JD : Nous, on va être le fil rouge du documentaire donc on est vraiment les protagonistes principaux. On nous suit en fait, et en nous suivant, on amène le spectateur à la rencontre des personnes que l’on va interviewer. Pour l’instant, on en a sept, à peu près. On essaye d’équilibrer garçon/fille, des profils très différents, d’âges différents et de milieux sociaux différents. Le but, ce n’est pas de les amener à parler sur leurs difficultés, ce n’est pas ce qui nous intéresse, mais plutôt les amener à parler sur : « Qu’est-ce que c’est pour toi la normalité ? Qu’est-ce que c’est le handicap ? Qu’est-ce que ça suppose pour toi de vivre en France en étant autiste ? ». C’est plus ça, parce qu’en fait ce qu’on veut, c’est vraiment que le spectateur ressorte de là et que son point de vue ait changé et qui se dise « Merde. Oh là là » (rires).
PF : Ce que l’on essaye de dire, c’est que ce n’est pas un film pédagogique. On n’est pas des spécialistes. L’objectif, c’est de montrer notre ressenti de manière assez sincère.
JD : Subjective.
PF : Et éclectique. Ce n’est pas un film d’étude ou quoi que ce soit. Il y a un parti pris qui est forcément subjectif mais on n’est pas là pour trafiquer quoi que ce soit. L’objectif, c’est d’aller voir ses gens qui font part de leur ressenti.
JD : Et qui ont ce même point de vue que nous …
PF : …et qu’ils partagent aussi.
JD : Pour qu’ils disent ce qui est difficile en fait, c’est-à-dire de vivre dans une société qui nous exclut. Notre souffrance ne vient pas du fait d’être autiste. Elle vient du regard des autres, de la pression sociale à se conformer. Ce sont des thématiques qui parlent à beaucoup de gens. On va à la rencontre des personnes autistes. On va aussi partir au Canada pour rencontrer des professionnels de santé qui sont super là-bas et pour rencontrer aussi des personnes autistes là-bas qui ont un parcours incroyable.
PF : Il y a vraiment cette partie intimiste avec nous, cette partie « entretien » et cette partie avec les interventions de spécialistes. Au début, (en parlant à Julie Dachez) tu n’étais pas forcément très partante. Finalement, on s’est rendu compte que c’était quand même important d’en avoir quelques-uns dans le film. Mais tout ça, ce sera aussi entrecoupé d’éléments. Il y a aura des morceaux de films d’animation qui vont venir illustrer.
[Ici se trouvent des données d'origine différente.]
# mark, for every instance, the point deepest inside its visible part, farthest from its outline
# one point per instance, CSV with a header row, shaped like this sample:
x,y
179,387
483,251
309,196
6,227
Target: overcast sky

JD : Ah oui ! Par exemple, les intérêts spécifiques qui sont aujourd’hui considérés comme un symptôme par la communauté scientifique n’en sont pas. C’est ce que j’ai vu dans ma thèse. Ce serait plutôt une stratégie de bouée de sauvetage pour la personne : comme le social ne fonctionne pas, elle se tourne vers ses passions et elle s’y investit à fond parce que ça, au moins, ça lui procure du plaisir, ça lui fait du bien. En fait, c’est une réaction très saine de l’individu qui va chercher ailleurs ce qu’il ne trouve pas dans les relations sociales. Et donc effectivement, on en parlait tous les deux en voiture quand on se filmait avec la GoPro et d’un seul coup, je ne sais pas si c’est moi ou toi (en parlant à Pierre Feytis), il y en a un qui a dit « mais en fait, c’est comme une bouée de sauvetage » et typiquement ça, c’est le genre de truc que l’on va essayer d’illustrer avec des animations.
PF : Ces parties-là seront animées à priori avec de l’animation en volume et il y aura d’autres parties qui seront illustrées avec un type d’animation différent pour bien séparer par thématique. On utilise à la fois la capture d’écran de l’ordinateur, la GoPro et une caméra beaucoup plus calée.
JD : Et c’est vrai que, même si ce n’est pas un film pédagogique, on pensait que c’était vraiment important d’avoir par moments des illustrations qui viennent vulgariser le propos pour que le spectateur ne soit pas complétement perdu.
PF : Et puis des moments où on ne parle pas non plus.
JD : Ce qui n’est pas évident parce qu’on parle beaucoup (rires)
PF : On va être vachement bavard et tout le monde va être bavard. L’objectif c’est d’avoir des moments de respiration dans le film. On voulait faire au départ un court documentaire et finalement, on s’est rendu compte naturellement qu’on devait aller vers un 90 minutes volontairement, parce qu’on vise le cinéma et pas la télé. On est obligé de passer par là. Si on veut vraiment le faire à fond, on a opté pour un long métrage, ce qui est particulièrement utile.
Avec qui travaillez-vous sur le film (personnes interviewées, aide technique, etc …) ?
PF : Moi j’ai la chance, parce que ça fait des années que je fais ça. On est en équipe, on a du matériel très léger, avec tout ce qui est zoom, enregistreur, micro-cravate et trépied. On a tout le matériel nécessaire pour la captation, et puisqu’on est acteur dedans, c’est difficile d’avoir un cadreur ou quoi que ce soit. Du coup, je me focalise beaucoup sur l’aspect technique. Après, on s’en sort. On aura, par contre, besoin pour la finalisation du film, de mixage. On va vachement travailler le son. On a déjà des personnes en tête. Ce sera fait par des professionnels, mais toute la partie tournage, on est deux.
JD : Du coup, c’est vrai que dès le début on s’est très bien réparti les tâches. Moi je concentre plus sur ce qui est le fond, le propos, l’aspect scientifique. Je mène les entretiens, je gère aussi les rendez-vous avec les personnes autistes, les personnels de santé, tout l’aspect logistique, tout l’aspect communication, aussi online, offline.
PF : C’est un peu Le Projet Blair Witch mais sur l’autisme sans les sorcières et tout le bordel.
JD : On s’en sort. On est juste au bord du burn-out mais tout va bien (rires) !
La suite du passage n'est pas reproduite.